# Comprehensions versus pre-allocation

When it’s possible, I rewrite the calculation of some array from the “first pre-allocation then for-loop” to just a comprehension (albeit fairly complicated sometimes). In my mind comprehensions seem faster because the pre-allocation step is fused with the actual population of the desired array.

Is this generally true or are the differences infinitesimal and I’m (sometimes) sacrificing readability for nothing?

Can you give an example where comprehensions are less readable than creating an array and populating it? I usually find that they are eminently readable, and only deviate from comprehensions when the compiler isn’t able to infer the type for some reason (and I can). But that happens less and less these days.

1 Like
``````ps = [Vector{Pair{Int, CartesianIndex{2}}}([1 => i]) for i in CartesianRange(size(I1)) if I1[i] == I1max[i] && good_parameters(get_parameters(i, I))]
``````

I would use more line breaks, but each to his own

It may be missing something, but I don’t see how creating and populating an array would be simpler for this example.

Yea, I agree that comprehensions are usually prettier and more readable. But beauty aside, are comprehension also faster?

1 Like

I had the feeling that comprehensions didn’t know the final size in advance, even in simple ones when there are no filters, hence pre-allocation would always be better. But I also have a doubt whether that is true or not.

No.

I’m not sure what you think it means to “fuse” allocation with assignment of the array elements. Under the hood, it allocates first (if the length is known) and then assigns.

No, if the size can be known in advance (i.e. the non-filter case with an iterator of known length), then it allocates all at once.

Technically, an expression like `[x for x in 1:n]` lowers to something like `collect(Generator(i -> x, 1:n))`. Since this `Generator` object is an iterator with `iteratorsize(...)` equal to `HasShape()` (that is, it supports a `size` function), then `collect` will allocate the resulting array all at once.

(You can see this if you define `f(n) = [x for x in 1:n]` and do `@code_lowered f(3)`.)

9 Likes

Also, when you preallocate then the array and its data tend to be stored together.

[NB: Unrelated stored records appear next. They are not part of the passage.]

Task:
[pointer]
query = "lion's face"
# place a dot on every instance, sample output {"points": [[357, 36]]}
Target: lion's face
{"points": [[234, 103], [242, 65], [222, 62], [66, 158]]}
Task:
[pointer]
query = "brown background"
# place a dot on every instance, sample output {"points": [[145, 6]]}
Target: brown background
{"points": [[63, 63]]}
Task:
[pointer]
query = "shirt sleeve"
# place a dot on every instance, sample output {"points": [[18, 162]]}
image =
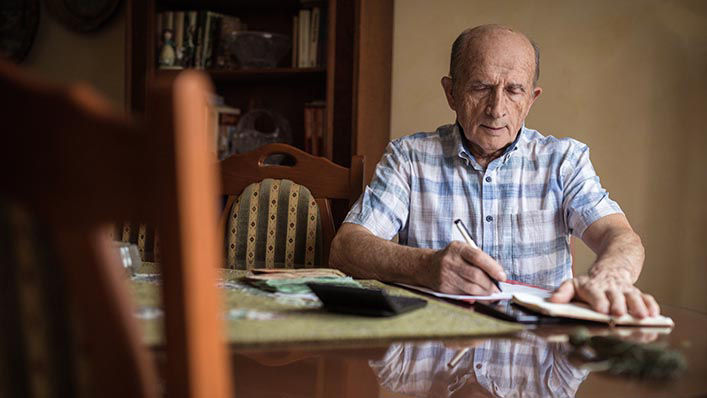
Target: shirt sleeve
{"points": [[585, 200], [384, 205]]}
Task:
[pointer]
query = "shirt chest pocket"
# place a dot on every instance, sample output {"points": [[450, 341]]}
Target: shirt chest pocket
{"points": [[540, 247]]}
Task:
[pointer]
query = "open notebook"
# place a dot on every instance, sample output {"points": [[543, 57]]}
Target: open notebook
{"points": [[508, 290], [582, 311]]}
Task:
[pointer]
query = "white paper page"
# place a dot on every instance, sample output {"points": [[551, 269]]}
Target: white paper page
{"points": [[508, 290]]}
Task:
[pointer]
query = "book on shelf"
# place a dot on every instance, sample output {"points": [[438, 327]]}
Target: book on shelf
{"points": [[309, 36], [314, 127], [221, 124], [303, 38], [313, 37], [197, 37]]}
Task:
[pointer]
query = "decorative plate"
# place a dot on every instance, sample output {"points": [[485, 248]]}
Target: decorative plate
{"points": [[18, 25], [82, 15]]}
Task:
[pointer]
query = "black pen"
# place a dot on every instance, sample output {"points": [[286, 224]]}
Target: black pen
{"points": [[467, 237]]}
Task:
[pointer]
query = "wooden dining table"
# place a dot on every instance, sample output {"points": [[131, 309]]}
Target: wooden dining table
{"points": [[537, 361]]}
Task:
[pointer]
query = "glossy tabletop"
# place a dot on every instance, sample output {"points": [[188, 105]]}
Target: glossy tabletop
{"points": [[532, 363]]}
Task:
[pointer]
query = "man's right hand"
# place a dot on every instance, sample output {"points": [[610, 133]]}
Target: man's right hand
{"points": [[461, 269]]}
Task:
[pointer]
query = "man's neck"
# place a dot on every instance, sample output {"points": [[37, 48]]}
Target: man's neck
{"points": [[484, 158]]}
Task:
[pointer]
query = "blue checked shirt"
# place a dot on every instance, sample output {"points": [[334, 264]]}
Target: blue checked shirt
{"points": [[520, 210]]}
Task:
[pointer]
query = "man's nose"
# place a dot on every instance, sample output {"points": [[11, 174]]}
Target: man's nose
{"points": [[495, 106]]}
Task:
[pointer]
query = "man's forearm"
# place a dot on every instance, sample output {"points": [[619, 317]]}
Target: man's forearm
{"points": [[620, 253], [361, 254]]}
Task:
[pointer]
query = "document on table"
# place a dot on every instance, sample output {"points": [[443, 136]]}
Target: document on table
{"points": [[508, 290]]}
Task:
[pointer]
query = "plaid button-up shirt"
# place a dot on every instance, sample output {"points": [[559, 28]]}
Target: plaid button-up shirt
{"points": [[520, 209]]}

This is nice for the cache predictor if you plan to iterate over the array starting from 1. Also, it will prevent unnecessary moves during resizing and will not over-allocate.

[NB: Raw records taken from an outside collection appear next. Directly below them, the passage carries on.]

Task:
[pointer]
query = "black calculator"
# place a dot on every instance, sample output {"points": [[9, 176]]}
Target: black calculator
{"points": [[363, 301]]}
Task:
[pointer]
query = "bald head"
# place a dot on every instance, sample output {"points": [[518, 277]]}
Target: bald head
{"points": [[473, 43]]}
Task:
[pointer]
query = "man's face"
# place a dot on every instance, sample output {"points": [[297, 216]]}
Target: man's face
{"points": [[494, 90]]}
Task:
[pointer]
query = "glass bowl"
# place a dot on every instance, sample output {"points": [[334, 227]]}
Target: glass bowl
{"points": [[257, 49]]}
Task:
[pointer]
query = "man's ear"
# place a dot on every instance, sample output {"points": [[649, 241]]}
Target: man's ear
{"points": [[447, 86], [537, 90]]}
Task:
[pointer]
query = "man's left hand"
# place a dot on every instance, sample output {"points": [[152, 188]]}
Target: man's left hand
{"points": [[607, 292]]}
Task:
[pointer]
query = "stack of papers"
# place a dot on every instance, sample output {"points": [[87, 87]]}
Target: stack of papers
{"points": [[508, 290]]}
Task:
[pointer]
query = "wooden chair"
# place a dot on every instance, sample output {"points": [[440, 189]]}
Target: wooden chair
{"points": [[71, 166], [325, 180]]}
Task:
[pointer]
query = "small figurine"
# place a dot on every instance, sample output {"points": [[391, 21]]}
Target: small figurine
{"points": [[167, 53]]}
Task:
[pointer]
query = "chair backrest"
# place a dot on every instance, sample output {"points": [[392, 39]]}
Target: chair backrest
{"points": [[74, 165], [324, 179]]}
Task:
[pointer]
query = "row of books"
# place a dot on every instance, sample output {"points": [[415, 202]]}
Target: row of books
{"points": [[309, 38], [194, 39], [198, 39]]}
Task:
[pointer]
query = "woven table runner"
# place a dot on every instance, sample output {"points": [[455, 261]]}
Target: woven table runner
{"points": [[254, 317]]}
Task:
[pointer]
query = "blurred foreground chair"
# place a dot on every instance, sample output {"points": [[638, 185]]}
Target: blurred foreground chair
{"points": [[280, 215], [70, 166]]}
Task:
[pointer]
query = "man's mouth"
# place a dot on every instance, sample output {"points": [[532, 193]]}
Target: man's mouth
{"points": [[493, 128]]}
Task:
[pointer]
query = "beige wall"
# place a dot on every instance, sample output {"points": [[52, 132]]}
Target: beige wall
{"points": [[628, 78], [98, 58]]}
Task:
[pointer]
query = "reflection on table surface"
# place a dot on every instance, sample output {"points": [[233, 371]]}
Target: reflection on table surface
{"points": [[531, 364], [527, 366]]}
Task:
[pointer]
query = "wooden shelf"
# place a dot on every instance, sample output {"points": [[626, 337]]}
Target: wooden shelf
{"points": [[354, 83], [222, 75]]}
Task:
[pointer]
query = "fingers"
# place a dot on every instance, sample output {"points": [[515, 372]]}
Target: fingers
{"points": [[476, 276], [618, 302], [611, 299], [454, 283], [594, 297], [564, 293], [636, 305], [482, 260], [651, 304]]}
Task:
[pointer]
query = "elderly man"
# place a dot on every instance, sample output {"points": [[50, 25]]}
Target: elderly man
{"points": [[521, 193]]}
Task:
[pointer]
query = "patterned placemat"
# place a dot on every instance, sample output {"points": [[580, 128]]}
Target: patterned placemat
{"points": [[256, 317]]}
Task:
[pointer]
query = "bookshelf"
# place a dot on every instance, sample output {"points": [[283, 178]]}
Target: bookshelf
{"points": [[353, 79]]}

In other words, preallocation is always better, but readability is more important in most usecases.
Possible exception: Pointer-arrays (you store a non-bitstype), a known-size generator might be able to avoid a memset-zero if the length of the generator is known.

Allocation placement:

``````A = Vector{Int}(1000);
pointer(A)- pointer_from_objref(A)
0x0000000000000040 #reproducible, the struct is exactly one cache-line in front of the data

A = Vector{Int}(); for i in 1:100 push!(A,i); end
pointer(A)- pointer_from_objref(A)
0xffffffffffe0c300 #not reproducible
``````

As I explained above, in cases where the size of the iterator is known, comprehensions pre-allocate too.

Regarding my earlier comment about non-preallocation being very bad in the long run:

``````function prepvec_rnd(n, k)
A = Vector{Vector{Int}}(n)
for i in 1:n
A[i] = Vector{Int}()
end
for j in 1:k
t = rand(1:n)
push!(A[t], j)
end
A
end

function test_speed(A)
s = 0
for i=1:length(A) # in A
vec = A[i]
for j = 1:length(vec)
s+=vec[j]
end
end
s
end
``````

So, we build a vector-of-vectors, where the size of the inner vectors is inhomogeneous and not a priori known.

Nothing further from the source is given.